Agreement text (required, up to 50,000 characters)


  • What it is: the full body of the document.
  • The values: plain text up to 50,000 characters. **bold** and *italic* are supported. Any HTML you paste is shown as literal text, never interpreted, so it is safe but unstyled.
  • What choosing it means: this is the contract the signer reads and signs, exactly as you wrote it.
  • The implication: write the contract once and reuse it for everyone; the variable parts fill themselves in through merge fields, covered next.


Merge fields: write it once, fill it in at send time


Merge fields are {token} placeholders the system replaces with real values when you issue the agreement. The set is an allowlist, and it is case-sensitive: a token that is not on the list, or is mis-cased like {Counterparty_Name}, is rejected when you save, with a message that lists the unknown tokens and the full set of allowed ones. You cannot invent your own merge fields.


The allowed fields, what each fills from, and whether it is automatic:


  • {operator_name}: your name, or the issuing organization. Fills automatically from the owner account.
  • {counterparty_name}: the first signer's name. Fills automatically from signer slot 1.
  • {counterparty_email}: the first signer's email. Fills automatically from signer slot 1.
  • {second_party_name}: the second signer's name, for two-party agreements. Fills automatically from signer slot 2.
  • {animal_name}, {animal_species}, {animal_breed}: fill automatically from the animal you link at send time.
  • {date}: the issue date. Fills automatically.
  • {amount}: a transaction amount, when one is relevant. This is the only field you type by hand at send time, up to 300 characters. It is plain text printed in the document, not a charge. Issuing or signing the agreement collects no money; the amount is descriptive wording only.

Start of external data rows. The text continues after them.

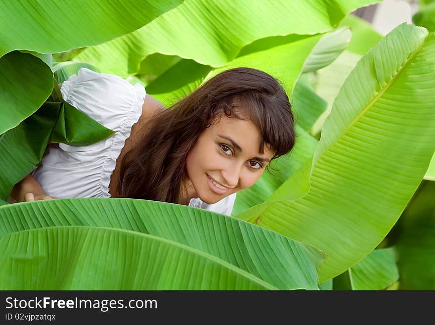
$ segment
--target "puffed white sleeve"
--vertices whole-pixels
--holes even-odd
[[[51,196],[109,197],[111,175],[142,114],[145,89],[118,76],[82,68],[60,91],[66,101],[115,133],[87,146],[49,146],[33,175]]]
[[[124,133],[131,110],[143,103],[145,89],[118,76],[82,68],[60,89],[65,101],[114,131]],[[120,121],[122,123],[120,123]]]

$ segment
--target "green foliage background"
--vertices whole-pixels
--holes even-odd
[[[433,1],[385,37],[350,14],[376,0],[121,2],[0,2],[0,288],[435,287]],[[60,96],[80,68],[169,106],[237,66],[280,81],[298,138],[232,216],[130,199],[7,203],[47,143],[113,134]]]

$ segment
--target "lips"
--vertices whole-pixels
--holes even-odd
[[[213,184],[213,181],[212,180],[212,179],[208,175],[207,175],[207,183],[209,185],[209,186],[210,187],[210,189],[211,189],[213,192],[214,192],[216,194],[221,195],[222,194],[225,194],[228,191],[228,188],[225,188],[225,189],[219,188],[216,185],[215,185]],[[219,184],[219,185],[220,185],[220,184]]]

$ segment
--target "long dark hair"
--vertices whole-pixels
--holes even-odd
[[[270,75],[250,68],[221,72],[153,118],[144,139],[121,162],[119,196],[178,203],[187,179],[187,153],[222,113],[253,122],[261,135],[261,153],[264,143],[275,152],[272,159],[289,152],[296,138],[291,108]]]

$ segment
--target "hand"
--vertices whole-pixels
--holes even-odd
[[[52,200],[56,198],[52,196],[49,196],[44,193],[42,194],[35,195],[33,193],[26,193],[24,195],[24,198],[21,202],[30,202],[31,201],[40,201],[41,200]]]
[[[9,200],[10,203],[17,203],[16,200],[14,200],[12,198],[9,198]],[[37,194],[35,195],[33,193],[28,192],[24,194],[24,197],[20,198],[19,202],[30,202],[32,201],[40,201],[41,200],[51,200],[56,198],[52,196],[49,196],[46,194]]]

The implication of the allowlist: the names, animal details, and date take care of themselves when you send, and you cannot accidentally ship a broken placeholder, because an unknown token is caught at save. There is also a send-time check, covered in the sending article: every token your body uses must resolve to a real value before the agreement can go out.


Versioning: your edits never change documents people already signed


Templates are immutable by version. A template family keeps its history:


  • Editing a published template creates a new version (N+1). The previous versions are never altered.
  • Agreements already issued keep their pinned version. A document someone signed keeps rendering the exact text they saw, forever.
  • A no-op edit does not burn a version. Saving with an identical title, label, and body changes nothing.
  • Issuing always uses the latest active version at the moment you send.


The implication: you can keep improving your template without ever changing a document that has already been signed. People who signed version 1 keep version 1; new sends use the newest text.


Archiving and restoring


Your templates and the agreements you have issued from them both live under the Agreements tab, so the same place you build a template is where you tidy up the ones you are done with.


Your agreements dashboard: template cards and the issued list


  • Archive: hides the template family from the pickers you see when issuing or editing, so it is out of the way. Every agreement already issued from it stays fully intact and viewable, and the stored text stays immutable.
  • Restore: brings an archived family back into the pickers.


The implication: archiving is housekeeping, not deletion. Nothing that was signed is affected, and you can restore a family whenever you want to use it again.



Both the template list and the editor repeat the same line, and it is worth taking seriously: you author and own the text; Creatures records the signatures. Creatures does not supply, draft, or review legal language, and using the feature is not legal advice. For anything with legal weight, have your own attorney review what you use.


Once your template is ready, the next step is sending it. See Sending an agreement for signature. A template can also be attached to a bookable offering as a waiver that a customer must sign before they can pay.